William James, nel 1890, aveva descritto l’abitudine come il “volano” della vita psichica, la struttura che permette all’essere umano di funzionare senza decidere ogni gesto. Ma aveva notato anche qualcosa di meno citato: che quella stessa struttura, una volta formata, tende intrinsecamente a riprodursi. Non per inerzia passiva. Per economia cognitiva attiva. Il sistema fa quello che ha sempre fatto perché è quello che sa fare, e ogni deviazione richiede un costo che, in assenza di una pressione equivalente, il sistema non è disposto a sostenere a lungo.
Il pattern non è un difetto. È la risposta più efficiente che il sistema ha trovato in un certo contesto, ripetuta abbastanza a lungo da diventare identità. Anche quando quel contesto è cambiato, anche quando tu hai cambiato qualcosa, il sistema continua a considerare quella risposta la migliore disponibile, perché è l’unica che riconosce come propria.
Il ritorno che non sembrava una scelta
Quando torni a un pattern che pensavi di aver lasciato, raramente senti di aver scelto di farlo. Senti che è successo. Che qualcosa ha ripreso il suo posto quasi mentre non guardavi. La versione che ci si racconta in quei momenti, quella per cui «ho ceduto» o «non ero abbastanza forte», non spiega il meccanismo. Lo copre. E facendolo, lo mantiene invisibile.
Il meccanismo reale è questo: il cambiamento ha modificato i comportamenti senza toccare l’architettura che li produceva. Hai smesso di fare la cosa, ma sei rimasto la persona per cui quella cosa era la risposta naturale. E quando il sistema è stato abbastanza sotto pressione, quando le condizioni erano abbastanza simili a quelle originali, ha eseguito quello che sapeva eseguire. Non perché tu abbia deciso di tornare. Perché il sistema non aveva mai davvero smesso di essere quello.
C’è un passaggio che quasi nessuna analisi tocca. L’identità non si mantiene solo attraverso i comportamenti. Si mantiene attraverso la narrazione. La storia che racconti su di te costruisce e consolida la struttura che produce quei comportamenti: i giudizi, le attribuzioni, le spiegazioni che dai alle tue reazioni non sono commenti su chi sei. Sono parte di chi sei. Puoi cambiare quello che fai e continuare a raccontarti nella stessa forma. In quel caso il cambiamento comportamentale è reale ma instabile, perché la narrativa tira costantemente nella direzione opposta.

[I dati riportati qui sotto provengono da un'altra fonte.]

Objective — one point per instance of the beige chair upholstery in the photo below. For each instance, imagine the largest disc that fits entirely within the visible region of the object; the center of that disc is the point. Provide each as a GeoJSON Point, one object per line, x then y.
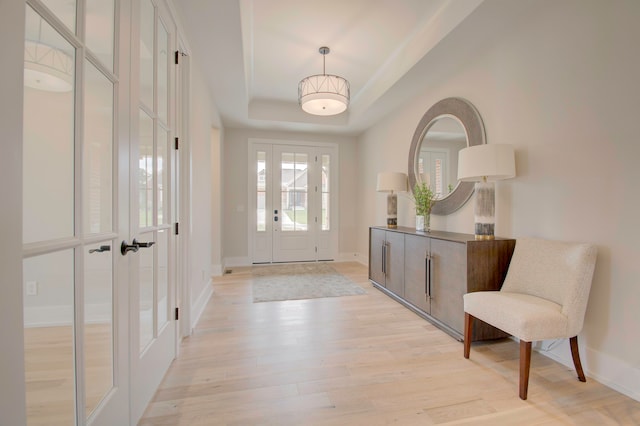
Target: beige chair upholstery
{"type": "Point", "coordinates": [544, 296]}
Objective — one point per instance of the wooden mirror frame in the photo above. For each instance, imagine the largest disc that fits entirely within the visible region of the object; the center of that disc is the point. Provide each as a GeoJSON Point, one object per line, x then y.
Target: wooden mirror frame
{"type": "Point", "coordinates": [468, 116]}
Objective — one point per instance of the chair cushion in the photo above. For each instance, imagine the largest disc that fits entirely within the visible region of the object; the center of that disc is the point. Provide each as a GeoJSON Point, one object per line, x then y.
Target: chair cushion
{"type": "Point", "coordinates": [526, 317]}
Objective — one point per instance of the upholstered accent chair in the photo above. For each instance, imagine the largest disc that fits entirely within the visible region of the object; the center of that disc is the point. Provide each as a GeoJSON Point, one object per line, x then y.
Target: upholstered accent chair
{"type": "Point", "coordinates": [544, 296]}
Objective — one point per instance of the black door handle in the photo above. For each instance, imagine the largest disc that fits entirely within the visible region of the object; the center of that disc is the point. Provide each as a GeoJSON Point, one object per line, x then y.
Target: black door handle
{"type": "Point", "coordinates": [126, 248]}
{"type": "Point", "coordinates": [142, 245]}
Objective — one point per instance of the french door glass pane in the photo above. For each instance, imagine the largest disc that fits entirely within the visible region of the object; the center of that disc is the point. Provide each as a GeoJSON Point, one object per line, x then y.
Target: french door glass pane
{"type": "Point", "coordinates": [293, 183]}
{"type": "Point", "coordinates": [146, 291]}
{"type": "Point", "coordinates": [261, 188]}
{"type": "Point", "coordinates": [48, 338]}
{"type": "Point", "coordinates": [98, 151]}
{"type": "Point", "coordinates": [99, 36]}
{"type": "Point", "coordinates": [163, 72]}
{"type": "Point", "coordinates": [325, 177]}
{"type": "Point", "coordinates": [147, 20]}
{"type": "Point", "coordinates": [162, 244]}
{"type": "Point", "coordinates": [145, 164]}
{"type": "Point", "coordinates": [162, 166]}
{"type": "Point", "coordinates": [98, 323]}
{"type": "Point", "coordinates": [65, 10]}
{"type": "Point", "coordinates": [48, 138]}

Dal punto di vista dell’Intelligenza Evolutiva™, questo è esattamente il territorio che Identità bloccata e pattern limitanti descrive come identità operativa: non chi sei nella tua essenza, ma chi sei diventato abbastanza a lungo da smettere di sceglierlo. La distinzione che conta non è tra pattern funzionali e disfunzionali. È tra pattern esaminati e pattern non esaminati. Quello che non viene mai messo in discussione non può essere cambiato, non perché sia impossibile, ma perché il sistema non sa che è lì e dunque continua a operare indisturbato, anche mentre tu credi di star facendo qualcosa di completamente diverso.
Il cambiamento che non riesce a restare non è un fallimento di volontà. È un sistema che ha fatto esattamente quello per cui è stato costruito: mantenerti riconoscibile a te stesso.

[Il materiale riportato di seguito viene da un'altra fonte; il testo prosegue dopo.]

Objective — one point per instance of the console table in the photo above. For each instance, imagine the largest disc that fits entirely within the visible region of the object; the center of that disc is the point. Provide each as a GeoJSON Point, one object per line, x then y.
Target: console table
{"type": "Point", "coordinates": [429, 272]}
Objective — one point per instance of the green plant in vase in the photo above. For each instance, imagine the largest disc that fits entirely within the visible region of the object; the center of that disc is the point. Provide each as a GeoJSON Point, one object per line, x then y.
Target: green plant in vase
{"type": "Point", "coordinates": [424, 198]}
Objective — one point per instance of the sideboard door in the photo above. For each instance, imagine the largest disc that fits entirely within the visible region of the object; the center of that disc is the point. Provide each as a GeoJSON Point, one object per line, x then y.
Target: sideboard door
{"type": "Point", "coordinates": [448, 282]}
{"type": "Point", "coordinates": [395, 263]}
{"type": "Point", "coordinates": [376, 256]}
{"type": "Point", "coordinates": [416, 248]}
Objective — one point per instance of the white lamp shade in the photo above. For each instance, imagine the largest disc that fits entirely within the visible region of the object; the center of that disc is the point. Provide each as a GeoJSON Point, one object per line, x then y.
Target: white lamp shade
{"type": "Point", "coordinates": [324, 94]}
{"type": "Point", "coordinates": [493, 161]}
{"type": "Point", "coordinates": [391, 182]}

Quando sei tornato all’ultimo pattern che pensavi di aver lasciato, cosa stava cercando di proteggere il sistema? Non nel senso delle ragioni che ti sei dato. Nel senso di cosa l’identità operativa stava cercando di mantenere stabile.
C’è qualcosa che hai cambiato più di una volta, continuando a tornare allo stesso punto? E se sì: la seconda volta eri davvero diverso, o era lo stesso sistema che eseguiva la stessa risposta con un vocabolario aggiornato?
Quanto di quello che chiami “ricominciare” è, in realtà, lo stesso inizio?